Interpreting Attention Layer Outputs with Sparse Autoencoders

Authors

Connor Kissane, Robert Krzyzanowski, J. Bloom, Arthur Conmy, Neel Nanda

Abstract

Decomposing model activations into interpretable components is a key open problem in mechanistic interpretability. Sparse autoencoders (SAEs) are a popular method for decomposing the internal activations of trained transformers into sparse, interpretable features, and have been applied to MLP layers and the residual stream. In this work we train SAEs on attention layer outputs and show that also here SAEs find a sparse, interpretable decomposition. We demonstrate this on transformers from several model families and up to 2B parameters. We perform a qualitative study of the features computed by attention layers, and find multiple families: long-range context, short-range context and induction features. We qualitatively study the role of every head in GPT-2 Small, and estimate that at least 90% of the heads are polysemantic, i.e. have multiple unrelated roles. Further, we show that Sparse Autoencoders are a useful tool that enable researchers to explain model behavior in greater detail than prior work. For example, we explore the mystery of why models have so many seemingly redundant induction heads, use SAEs to motivate the hypothesis that some are long-prefix whereas others are short-prefix, and confirm this with more rigorous analysis. We use our SAEs to analyze the computation performed by the Indirect Object Identification circuit (Wang et al.), validating that the SAEs find causally meaningful intermediate variables, and deepening our understanding of the semantics of the circuit. We open-source the trained SAEs and a tool for exploring arbitrary prompts through the lens of Attention Output SAEs.

Publication Details

Published: Unknown
Added to AI Safety Papers: 2024-11-13
Original Paper: Link

Summary

This paper presents a novel approach to interpreting attention mechanisms in transformer models using Sparse Autoencoders (SAEs). The authors demonstrate that SAEs can effectively decompose attention layer outputs into interpretable features, providing new insights into how attention layers process information.

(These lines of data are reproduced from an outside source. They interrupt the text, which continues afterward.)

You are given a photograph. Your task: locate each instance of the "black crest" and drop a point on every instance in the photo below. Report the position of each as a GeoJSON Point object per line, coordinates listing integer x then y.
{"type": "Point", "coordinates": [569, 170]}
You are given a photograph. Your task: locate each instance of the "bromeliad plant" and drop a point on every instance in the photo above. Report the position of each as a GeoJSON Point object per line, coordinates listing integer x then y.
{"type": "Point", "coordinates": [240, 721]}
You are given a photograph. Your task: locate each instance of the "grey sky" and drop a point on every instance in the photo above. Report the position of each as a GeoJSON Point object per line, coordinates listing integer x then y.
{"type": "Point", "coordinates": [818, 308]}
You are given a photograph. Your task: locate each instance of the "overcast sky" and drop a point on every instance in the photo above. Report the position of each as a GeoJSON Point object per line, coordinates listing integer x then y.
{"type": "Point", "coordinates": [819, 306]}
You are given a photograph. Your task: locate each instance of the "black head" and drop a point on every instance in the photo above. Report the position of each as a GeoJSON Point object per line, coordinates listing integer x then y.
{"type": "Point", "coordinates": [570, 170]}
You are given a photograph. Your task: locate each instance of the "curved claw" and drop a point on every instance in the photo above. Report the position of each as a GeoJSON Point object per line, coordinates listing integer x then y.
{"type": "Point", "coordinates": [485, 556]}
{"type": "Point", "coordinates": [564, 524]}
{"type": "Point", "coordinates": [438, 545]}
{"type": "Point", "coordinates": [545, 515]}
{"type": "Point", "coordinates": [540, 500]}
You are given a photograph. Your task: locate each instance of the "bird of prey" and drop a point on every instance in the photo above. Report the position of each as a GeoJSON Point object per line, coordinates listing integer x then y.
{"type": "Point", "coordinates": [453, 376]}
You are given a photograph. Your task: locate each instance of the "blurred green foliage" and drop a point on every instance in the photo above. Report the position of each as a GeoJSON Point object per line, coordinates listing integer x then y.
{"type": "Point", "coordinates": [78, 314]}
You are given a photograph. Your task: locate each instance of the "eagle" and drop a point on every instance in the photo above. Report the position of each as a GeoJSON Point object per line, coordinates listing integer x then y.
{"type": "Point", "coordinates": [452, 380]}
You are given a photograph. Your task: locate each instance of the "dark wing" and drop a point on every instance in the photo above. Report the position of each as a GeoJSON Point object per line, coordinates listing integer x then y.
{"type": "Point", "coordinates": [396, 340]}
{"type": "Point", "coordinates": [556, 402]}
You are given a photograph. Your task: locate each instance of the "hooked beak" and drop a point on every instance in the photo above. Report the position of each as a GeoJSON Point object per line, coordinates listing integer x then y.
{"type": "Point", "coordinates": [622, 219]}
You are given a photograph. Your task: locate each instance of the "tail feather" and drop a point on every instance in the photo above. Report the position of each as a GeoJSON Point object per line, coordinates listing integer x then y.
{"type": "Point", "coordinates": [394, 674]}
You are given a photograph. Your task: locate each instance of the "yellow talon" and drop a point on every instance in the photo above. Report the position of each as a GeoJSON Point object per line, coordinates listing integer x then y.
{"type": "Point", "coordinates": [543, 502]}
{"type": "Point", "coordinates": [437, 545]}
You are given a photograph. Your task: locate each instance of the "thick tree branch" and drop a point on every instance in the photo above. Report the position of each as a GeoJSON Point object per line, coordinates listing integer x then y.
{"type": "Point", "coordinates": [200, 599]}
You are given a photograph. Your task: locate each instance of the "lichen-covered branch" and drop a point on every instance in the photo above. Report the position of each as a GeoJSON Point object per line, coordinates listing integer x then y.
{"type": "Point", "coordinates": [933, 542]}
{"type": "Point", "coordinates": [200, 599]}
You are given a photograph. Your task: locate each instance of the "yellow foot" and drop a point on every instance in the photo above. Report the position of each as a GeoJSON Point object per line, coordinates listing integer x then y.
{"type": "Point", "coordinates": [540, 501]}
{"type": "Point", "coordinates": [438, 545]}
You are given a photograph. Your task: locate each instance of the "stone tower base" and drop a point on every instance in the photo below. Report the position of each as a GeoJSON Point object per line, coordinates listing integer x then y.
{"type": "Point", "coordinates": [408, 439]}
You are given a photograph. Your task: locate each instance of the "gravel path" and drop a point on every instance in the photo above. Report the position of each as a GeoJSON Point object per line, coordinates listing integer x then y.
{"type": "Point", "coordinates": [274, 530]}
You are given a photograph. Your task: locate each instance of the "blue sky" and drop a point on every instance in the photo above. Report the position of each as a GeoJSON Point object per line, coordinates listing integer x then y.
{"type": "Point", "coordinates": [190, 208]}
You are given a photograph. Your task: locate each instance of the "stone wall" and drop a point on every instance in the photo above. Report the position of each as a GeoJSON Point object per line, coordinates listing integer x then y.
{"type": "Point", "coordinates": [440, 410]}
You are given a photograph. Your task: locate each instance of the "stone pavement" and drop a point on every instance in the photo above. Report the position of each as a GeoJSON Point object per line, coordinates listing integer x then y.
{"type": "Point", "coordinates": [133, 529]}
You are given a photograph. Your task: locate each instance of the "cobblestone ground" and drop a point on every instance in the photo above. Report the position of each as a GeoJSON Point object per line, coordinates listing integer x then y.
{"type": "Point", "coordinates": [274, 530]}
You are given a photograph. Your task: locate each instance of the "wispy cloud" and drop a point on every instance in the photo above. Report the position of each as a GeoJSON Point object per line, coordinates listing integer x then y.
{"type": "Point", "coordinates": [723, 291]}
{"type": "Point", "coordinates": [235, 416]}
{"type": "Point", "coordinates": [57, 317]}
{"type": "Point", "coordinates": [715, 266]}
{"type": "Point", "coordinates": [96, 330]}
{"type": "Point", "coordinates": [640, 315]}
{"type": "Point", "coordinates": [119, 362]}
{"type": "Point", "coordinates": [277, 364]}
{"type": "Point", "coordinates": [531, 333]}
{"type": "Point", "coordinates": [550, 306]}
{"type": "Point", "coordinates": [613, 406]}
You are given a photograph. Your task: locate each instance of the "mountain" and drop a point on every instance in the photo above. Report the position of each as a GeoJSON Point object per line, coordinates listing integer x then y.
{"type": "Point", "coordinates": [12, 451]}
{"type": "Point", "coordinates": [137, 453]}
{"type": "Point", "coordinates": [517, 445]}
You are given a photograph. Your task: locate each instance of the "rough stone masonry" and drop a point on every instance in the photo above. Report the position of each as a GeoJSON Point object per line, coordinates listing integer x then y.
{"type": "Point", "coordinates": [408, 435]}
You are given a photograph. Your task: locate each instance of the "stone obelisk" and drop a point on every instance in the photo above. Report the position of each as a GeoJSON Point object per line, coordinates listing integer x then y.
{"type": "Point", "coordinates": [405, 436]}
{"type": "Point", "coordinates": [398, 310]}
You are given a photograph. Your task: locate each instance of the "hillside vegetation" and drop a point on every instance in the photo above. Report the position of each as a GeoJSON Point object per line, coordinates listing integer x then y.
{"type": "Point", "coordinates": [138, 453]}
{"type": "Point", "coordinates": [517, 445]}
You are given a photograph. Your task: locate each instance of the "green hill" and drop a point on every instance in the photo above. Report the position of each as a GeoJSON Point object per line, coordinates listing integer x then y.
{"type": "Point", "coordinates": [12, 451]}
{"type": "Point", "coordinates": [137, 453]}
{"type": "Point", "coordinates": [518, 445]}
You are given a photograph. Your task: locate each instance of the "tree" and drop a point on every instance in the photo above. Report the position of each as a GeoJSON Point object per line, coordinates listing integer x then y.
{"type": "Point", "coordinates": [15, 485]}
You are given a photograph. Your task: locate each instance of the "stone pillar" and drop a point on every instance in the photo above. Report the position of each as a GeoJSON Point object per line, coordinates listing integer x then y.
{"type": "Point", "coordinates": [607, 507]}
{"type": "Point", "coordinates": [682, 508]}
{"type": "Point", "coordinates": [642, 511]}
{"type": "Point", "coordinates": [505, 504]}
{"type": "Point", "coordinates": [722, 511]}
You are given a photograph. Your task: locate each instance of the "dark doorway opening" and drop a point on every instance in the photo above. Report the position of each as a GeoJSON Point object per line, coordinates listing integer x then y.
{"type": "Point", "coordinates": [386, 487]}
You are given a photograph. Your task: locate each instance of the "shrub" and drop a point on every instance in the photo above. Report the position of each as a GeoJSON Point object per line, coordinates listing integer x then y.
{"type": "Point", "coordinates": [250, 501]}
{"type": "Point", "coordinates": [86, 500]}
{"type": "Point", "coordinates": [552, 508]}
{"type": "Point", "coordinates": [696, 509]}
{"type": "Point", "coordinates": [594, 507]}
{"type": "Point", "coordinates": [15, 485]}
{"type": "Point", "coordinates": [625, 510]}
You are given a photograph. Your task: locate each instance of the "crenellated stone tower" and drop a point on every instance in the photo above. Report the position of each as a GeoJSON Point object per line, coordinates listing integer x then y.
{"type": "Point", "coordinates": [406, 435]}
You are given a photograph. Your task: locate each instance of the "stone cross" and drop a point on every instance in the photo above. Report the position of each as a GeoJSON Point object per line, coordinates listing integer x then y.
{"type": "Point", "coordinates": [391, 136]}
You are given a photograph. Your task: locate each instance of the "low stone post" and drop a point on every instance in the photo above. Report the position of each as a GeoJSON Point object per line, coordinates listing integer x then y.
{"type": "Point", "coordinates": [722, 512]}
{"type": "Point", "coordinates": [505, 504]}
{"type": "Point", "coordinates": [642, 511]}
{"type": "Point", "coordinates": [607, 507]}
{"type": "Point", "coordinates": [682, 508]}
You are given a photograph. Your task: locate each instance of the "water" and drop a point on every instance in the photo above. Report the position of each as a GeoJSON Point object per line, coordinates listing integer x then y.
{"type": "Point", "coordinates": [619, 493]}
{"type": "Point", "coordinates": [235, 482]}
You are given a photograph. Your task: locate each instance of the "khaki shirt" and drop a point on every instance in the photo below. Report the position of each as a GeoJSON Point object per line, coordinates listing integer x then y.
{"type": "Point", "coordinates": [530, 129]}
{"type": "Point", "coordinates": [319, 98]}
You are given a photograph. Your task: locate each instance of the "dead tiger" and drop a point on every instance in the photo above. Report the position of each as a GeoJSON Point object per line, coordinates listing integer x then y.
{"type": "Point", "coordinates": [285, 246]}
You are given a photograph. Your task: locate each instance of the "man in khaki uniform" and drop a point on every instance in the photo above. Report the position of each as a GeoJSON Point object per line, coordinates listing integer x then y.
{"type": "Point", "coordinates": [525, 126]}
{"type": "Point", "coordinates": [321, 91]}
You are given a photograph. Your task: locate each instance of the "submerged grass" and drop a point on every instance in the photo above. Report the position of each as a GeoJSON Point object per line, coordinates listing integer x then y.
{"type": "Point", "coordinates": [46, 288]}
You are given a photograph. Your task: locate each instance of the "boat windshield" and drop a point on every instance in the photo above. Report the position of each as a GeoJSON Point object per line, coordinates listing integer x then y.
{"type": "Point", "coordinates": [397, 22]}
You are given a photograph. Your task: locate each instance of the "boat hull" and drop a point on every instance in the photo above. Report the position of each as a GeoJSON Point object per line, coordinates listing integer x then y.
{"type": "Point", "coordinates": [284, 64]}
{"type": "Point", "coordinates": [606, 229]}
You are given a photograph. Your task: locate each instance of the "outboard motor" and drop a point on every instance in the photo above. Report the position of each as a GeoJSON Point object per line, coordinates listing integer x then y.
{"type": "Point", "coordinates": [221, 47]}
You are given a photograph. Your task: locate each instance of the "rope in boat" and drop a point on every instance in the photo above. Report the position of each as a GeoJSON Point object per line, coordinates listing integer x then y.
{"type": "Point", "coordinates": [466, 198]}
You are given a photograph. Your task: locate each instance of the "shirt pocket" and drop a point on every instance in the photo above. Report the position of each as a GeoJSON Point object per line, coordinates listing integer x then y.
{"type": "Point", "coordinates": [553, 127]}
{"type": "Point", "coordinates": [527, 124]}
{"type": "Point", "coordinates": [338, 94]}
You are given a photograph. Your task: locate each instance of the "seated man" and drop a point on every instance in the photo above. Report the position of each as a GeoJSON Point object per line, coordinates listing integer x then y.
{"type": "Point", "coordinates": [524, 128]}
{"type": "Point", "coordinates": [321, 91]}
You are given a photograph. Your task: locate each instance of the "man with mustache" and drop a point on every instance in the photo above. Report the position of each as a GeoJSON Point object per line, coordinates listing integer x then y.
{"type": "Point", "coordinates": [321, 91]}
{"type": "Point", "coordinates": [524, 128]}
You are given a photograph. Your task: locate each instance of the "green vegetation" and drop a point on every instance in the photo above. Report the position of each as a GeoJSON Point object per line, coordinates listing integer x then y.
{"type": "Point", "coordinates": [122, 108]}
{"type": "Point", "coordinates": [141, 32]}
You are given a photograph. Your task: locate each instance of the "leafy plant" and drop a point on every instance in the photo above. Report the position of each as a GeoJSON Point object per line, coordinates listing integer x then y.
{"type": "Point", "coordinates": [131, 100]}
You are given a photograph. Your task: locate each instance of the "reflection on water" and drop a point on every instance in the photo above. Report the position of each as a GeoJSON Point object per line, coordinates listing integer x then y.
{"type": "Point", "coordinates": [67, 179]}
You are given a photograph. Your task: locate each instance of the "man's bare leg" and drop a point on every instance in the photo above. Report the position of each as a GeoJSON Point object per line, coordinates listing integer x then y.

Overview. We train Sparse Autoencoders (SAEs) on $\textbf{z}_{\text{cat}}$ , the attention layer outputs pre-linear, concatenated across all heads. The SAEs extract linear directions that correspond to concepts in the model, giving us insight into what attention layers learn in practice. Further, we uncover what information was used to compute these features with direct feature attribution (DFA, Section 2).

Figure 1

The key contributions include:

Novel Application of SAEs: The authors show that SAEs can successfully decompose attention layer outputs into sparse, interpretable features across multiple model families up to 2B parameters. They train SAEs on the concatenated outputs of attention heads before the final linear projection.
Feature Families: Through qualitative analysis, they identify three main families of attention features:

Long-range context features
Short-range context features
Induction features

Polysemanticity Analysis: The research reveals that approximately 90% of attention heads in GPT-2 Small are polysemantic (performing multiple unrelated tasks), challenging previous approaches to interpreting individual attention heads.

Figure 2

Long-Prefix Induction: The authors make progress on understanding why models have multiple seemingly redundant induction heads, showing that some specialize in “long-prefix” vs “short-prefix” induction patterns.

Figure 4

A particularly significant contribution is their analysis of the Indirect Object Identification (IOI) circuit, where they discover that the “positional signal” is determined by whether duplicate names appear before or after “and” tokens. This provides concrete evidence of how the model processes relative positioning information.

Figure 14

The methodology includes several novel techniques:

Weight-based head attribution
Direct feature attribution (DFA)
Recursive Direct Feature Attribution (RDFA)

Figure 16

The authors validate their findings through multiple independent lines of evidence and provide extensive evaluations across different model scales. They also release their trained SAEs and visualization tools to support further research.

The paper’s limitations are thoughtfully addressed, including the focus on attention outputs rather than the full transformer architecture and the reliance on qualitative investigations and human judgment in some analyses.

This work represents a significant advance in mechanistic interpretability, providing both theoretical insights and practical tools for understanding how attention mechanisms process information in transformer models.

The most important figures are:

Figure 1: Overview of the SAE approach
Figure 2: Specificity analysis of induction features
Figure 4: Evidence for long-prefix specialization
Figures 14 & 16: IOI circuit analysis results

Figure 1 would make the best thumbnail as it clearly illustrates the paper’s core concept of using SAEs to interpret attention layer outputs.